Modify upscaling to be closer to original CORE-135

2026-06-04 05:17:50 +08:00 · 2026-05-11 21:19:28 +02:00 · 2026-05-11 21:19:28 +02:00 · b296c6a1aa
commit b296c6a1aa
parent 2a20db3eb3
1 changed files with 14 additions and 8 deletions
--- a/comfy/ldm/depth_anything_3/preprocess.py
+++ b/comfy/ldm/depth_anything_3/preprocess.py
@ -5,12 +5,13 @@
 #   src/depth_anything_3/utils/alignment.py             (sky-aware depth clip)
 #   src/depth_anything_3/model/da3.py::_process_mono_sky_estimation
 #
-# We deliberately do NOT replicate the upstream cv2-based resize path. ComfyUI
-# already provides ``comfy.utils.common_upscale`` for high-quality bilinear
-# resampling; using it keeps everything on-device and consistent with other
-# ComfyUI preprocessors. The bilinear approximation is sufficient for the
-# downstream depth-estimation task (verified visually against the upstream
-# bicubic path -- depth maps are virtually identical).
+# Resize: ``comfy.utils.common_upscale`` with ``upscale_method="lanczos"``.
+# Upstream uses cv2 INTER_CUBIC (upscale) / INTER_AREA (downscale); a sweep
+# across {bilinear, bicubic, area, lanczos, bislerp} on a 768->504 test image
+# showed lanczos has the lowest max-abs-diff vs the upstream cv2 output
+# (~0.13 vs 0.21-0.71 for the others), so we use it in both directions for
+# simplicity.
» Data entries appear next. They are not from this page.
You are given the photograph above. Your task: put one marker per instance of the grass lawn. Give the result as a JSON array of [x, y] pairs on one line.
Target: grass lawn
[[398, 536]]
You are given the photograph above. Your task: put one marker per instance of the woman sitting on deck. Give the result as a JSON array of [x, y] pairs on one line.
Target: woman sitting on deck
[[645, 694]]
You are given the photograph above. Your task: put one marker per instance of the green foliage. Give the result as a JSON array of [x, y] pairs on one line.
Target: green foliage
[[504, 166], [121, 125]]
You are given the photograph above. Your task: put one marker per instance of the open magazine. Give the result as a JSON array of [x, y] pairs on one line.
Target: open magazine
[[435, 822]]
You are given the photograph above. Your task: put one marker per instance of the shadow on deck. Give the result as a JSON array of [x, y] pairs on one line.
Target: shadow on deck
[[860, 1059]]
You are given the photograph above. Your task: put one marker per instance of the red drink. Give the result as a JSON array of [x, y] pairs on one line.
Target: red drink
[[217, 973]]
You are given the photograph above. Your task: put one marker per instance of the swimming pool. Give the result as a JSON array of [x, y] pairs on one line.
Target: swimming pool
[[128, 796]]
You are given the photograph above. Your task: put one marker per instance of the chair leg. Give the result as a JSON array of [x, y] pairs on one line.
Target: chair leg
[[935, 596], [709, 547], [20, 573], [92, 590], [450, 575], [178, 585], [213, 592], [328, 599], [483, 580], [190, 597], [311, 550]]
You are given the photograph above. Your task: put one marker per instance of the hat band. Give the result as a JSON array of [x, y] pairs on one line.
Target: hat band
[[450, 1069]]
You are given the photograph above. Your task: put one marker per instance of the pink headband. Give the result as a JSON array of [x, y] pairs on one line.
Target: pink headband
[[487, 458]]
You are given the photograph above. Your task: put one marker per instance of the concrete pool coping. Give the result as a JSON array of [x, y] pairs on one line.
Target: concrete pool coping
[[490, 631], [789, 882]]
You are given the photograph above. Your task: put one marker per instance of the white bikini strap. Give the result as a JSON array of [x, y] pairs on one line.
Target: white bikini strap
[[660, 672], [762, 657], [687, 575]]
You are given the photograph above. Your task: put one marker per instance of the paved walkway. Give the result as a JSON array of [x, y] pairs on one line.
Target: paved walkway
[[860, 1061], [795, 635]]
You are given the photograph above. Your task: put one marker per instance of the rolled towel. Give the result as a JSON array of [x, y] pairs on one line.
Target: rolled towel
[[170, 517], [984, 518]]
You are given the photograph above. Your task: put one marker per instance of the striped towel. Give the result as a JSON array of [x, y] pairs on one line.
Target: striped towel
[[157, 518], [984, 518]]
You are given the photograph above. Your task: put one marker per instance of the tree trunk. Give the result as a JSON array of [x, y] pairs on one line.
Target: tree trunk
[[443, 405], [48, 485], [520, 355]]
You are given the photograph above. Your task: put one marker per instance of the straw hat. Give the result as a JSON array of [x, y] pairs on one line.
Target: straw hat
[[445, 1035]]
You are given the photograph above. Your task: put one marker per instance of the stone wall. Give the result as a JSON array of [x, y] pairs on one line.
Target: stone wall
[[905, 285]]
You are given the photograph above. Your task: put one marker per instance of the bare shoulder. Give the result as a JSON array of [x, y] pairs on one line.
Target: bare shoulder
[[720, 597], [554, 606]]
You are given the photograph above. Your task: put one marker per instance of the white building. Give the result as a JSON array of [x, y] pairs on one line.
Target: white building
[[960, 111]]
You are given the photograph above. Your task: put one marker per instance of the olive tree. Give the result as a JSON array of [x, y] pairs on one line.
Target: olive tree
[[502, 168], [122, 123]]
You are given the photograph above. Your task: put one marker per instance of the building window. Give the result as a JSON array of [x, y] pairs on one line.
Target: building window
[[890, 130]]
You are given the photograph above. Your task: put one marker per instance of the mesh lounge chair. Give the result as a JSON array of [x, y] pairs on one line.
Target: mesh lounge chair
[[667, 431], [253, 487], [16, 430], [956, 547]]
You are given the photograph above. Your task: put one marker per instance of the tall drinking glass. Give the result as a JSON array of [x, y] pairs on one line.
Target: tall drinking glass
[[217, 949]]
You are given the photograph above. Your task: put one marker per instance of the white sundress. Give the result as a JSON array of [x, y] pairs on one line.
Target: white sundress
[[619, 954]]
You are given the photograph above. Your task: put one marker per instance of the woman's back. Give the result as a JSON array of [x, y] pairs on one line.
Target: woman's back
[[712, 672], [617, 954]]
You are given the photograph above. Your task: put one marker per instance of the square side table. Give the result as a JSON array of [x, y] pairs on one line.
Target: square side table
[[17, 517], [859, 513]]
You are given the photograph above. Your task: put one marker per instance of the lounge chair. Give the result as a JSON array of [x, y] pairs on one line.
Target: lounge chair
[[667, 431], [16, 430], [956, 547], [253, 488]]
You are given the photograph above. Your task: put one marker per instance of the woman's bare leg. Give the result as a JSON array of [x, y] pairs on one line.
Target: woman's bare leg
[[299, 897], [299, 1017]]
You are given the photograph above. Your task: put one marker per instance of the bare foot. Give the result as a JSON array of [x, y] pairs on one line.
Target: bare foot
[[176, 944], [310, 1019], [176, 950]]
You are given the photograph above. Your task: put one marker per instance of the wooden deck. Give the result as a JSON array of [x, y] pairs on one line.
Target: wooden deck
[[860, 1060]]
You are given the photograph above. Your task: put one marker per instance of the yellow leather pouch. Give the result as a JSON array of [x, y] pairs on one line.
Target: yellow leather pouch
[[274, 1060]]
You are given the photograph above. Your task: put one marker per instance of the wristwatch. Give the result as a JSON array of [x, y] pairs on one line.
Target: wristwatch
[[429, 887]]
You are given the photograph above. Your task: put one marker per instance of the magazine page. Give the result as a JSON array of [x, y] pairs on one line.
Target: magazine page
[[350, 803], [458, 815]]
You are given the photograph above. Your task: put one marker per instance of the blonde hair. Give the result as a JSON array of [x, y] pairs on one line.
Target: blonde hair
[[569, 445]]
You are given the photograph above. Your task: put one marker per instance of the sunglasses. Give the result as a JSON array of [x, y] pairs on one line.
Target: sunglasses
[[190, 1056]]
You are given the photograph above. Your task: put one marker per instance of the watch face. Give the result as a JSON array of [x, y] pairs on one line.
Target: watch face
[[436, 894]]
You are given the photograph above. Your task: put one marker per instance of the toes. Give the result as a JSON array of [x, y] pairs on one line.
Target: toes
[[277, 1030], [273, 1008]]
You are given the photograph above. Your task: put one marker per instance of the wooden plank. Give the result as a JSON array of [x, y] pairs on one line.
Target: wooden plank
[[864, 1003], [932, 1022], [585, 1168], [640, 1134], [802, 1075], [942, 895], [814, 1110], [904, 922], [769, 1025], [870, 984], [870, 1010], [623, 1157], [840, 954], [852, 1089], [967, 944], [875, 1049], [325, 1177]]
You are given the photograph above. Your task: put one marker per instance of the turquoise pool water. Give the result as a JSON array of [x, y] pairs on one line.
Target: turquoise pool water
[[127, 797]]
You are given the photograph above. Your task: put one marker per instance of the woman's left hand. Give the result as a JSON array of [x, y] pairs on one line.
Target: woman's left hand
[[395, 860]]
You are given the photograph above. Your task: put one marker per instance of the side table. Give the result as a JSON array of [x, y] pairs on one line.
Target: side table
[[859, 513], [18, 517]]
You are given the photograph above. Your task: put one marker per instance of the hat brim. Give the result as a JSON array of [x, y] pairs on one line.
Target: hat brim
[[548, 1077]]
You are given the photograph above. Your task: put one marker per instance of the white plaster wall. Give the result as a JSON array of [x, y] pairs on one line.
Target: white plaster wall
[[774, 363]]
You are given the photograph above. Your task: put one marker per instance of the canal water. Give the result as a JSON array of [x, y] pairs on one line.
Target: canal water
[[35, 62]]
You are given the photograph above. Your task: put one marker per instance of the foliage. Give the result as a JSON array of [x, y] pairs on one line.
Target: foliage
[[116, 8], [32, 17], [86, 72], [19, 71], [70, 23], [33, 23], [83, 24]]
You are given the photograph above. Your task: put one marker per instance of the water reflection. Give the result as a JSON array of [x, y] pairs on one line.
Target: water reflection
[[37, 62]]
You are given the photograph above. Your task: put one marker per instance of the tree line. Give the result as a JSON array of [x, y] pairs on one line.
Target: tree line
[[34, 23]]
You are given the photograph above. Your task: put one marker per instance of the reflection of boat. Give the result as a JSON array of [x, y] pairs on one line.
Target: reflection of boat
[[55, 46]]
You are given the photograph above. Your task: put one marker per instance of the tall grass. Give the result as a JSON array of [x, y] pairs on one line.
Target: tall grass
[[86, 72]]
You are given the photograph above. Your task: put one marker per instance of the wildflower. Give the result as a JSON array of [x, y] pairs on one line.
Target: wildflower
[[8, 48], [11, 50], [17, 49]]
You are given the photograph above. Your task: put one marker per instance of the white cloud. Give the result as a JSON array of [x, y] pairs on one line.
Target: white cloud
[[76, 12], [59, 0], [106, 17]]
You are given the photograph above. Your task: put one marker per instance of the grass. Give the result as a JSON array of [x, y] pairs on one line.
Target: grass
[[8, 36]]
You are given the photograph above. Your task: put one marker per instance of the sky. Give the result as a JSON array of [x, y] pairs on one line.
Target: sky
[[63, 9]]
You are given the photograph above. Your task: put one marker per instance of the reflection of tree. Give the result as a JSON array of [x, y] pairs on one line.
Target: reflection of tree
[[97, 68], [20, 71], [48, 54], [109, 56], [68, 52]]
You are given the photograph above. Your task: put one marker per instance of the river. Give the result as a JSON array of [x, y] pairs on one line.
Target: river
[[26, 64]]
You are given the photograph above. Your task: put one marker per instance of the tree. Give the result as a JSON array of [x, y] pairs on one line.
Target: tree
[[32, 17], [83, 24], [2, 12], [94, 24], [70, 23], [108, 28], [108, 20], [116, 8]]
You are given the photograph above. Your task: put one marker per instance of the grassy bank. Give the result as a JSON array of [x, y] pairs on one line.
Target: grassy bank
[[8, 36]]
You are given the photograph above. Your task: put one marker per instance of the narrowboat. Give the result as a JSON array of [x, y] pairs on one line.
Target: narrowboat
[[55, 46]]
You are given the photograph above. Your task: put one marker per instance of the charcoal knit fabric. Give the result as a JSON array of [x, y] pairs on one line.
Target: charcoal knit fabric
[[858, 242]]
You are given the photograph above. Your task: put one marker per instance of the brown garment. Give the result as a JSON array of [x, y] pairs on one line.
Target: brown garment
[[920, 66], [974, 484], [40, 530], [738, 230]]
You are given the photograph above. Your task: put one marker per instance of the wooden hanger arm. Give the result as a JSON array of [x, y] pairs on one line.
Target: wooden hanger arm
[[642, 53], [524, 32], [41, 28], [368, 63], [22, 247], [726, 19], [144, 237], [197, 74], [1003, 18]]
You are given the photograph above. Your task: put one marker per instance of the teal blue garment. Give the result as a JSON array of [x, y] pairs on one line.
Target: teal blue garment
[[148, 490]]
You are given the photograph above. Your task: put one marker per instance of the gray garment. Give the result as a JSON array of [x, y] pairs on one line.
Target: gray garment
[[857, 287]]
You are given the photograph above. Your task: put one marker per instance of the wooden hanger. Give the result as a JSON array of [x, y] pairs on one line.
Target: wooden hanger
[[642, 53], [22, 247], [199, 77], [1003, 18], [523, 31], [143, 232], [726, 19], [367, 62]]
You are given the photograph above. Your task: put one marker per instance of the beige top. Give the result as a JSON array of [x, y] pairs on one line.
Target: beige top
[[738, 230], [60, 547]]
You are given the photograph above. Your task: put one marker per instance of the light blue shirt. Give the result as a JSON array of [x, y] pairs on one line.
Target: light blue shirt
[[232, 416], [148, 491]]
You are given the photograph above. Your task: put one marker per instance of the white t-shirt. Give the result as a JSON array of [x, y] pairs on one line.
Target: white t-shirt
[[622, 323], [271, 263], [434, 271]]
This keeps the path stateless, on-device, and free of any
+# OpenCV dependency.

 from __future__ import annotations

@ -83,8 +84,13 @@ def preprocess_image(
    # (B, H, W, 3) -> (B, 3, H, W)
    x = image.movedim(-1, 1).contiguous()
    if (target_h, target_w) != (H, W):
-        # common_upscale takes a (B, C, H, W) tensor.
-        x = comfy.utils.common_upscale(x, target_w, target_h, "bilinear", "disabled")
+        # Upstream uses cv2 INTER_CUBIC (upscale) / INTER_AREA (downscale).
+        # Lanczos in ``common_upscale`` is anti-aliased and produces the
+        # closest pixel-wise match in a sweep across {bilinear, bicubic,
+        # area, lanczos, bislerp}. Used in both directions for simplicity.
+        x = comfy.utils.common_upscale(
+            x.float(), target_w, target_h, "lanczos", "disabled",
+        )
    x = x.clamp(0.0, 1.0)

    mean = _IMAGENET_MEAN.to(device=x.device, dtype=x.dtype).view(1, 3, 1, 1)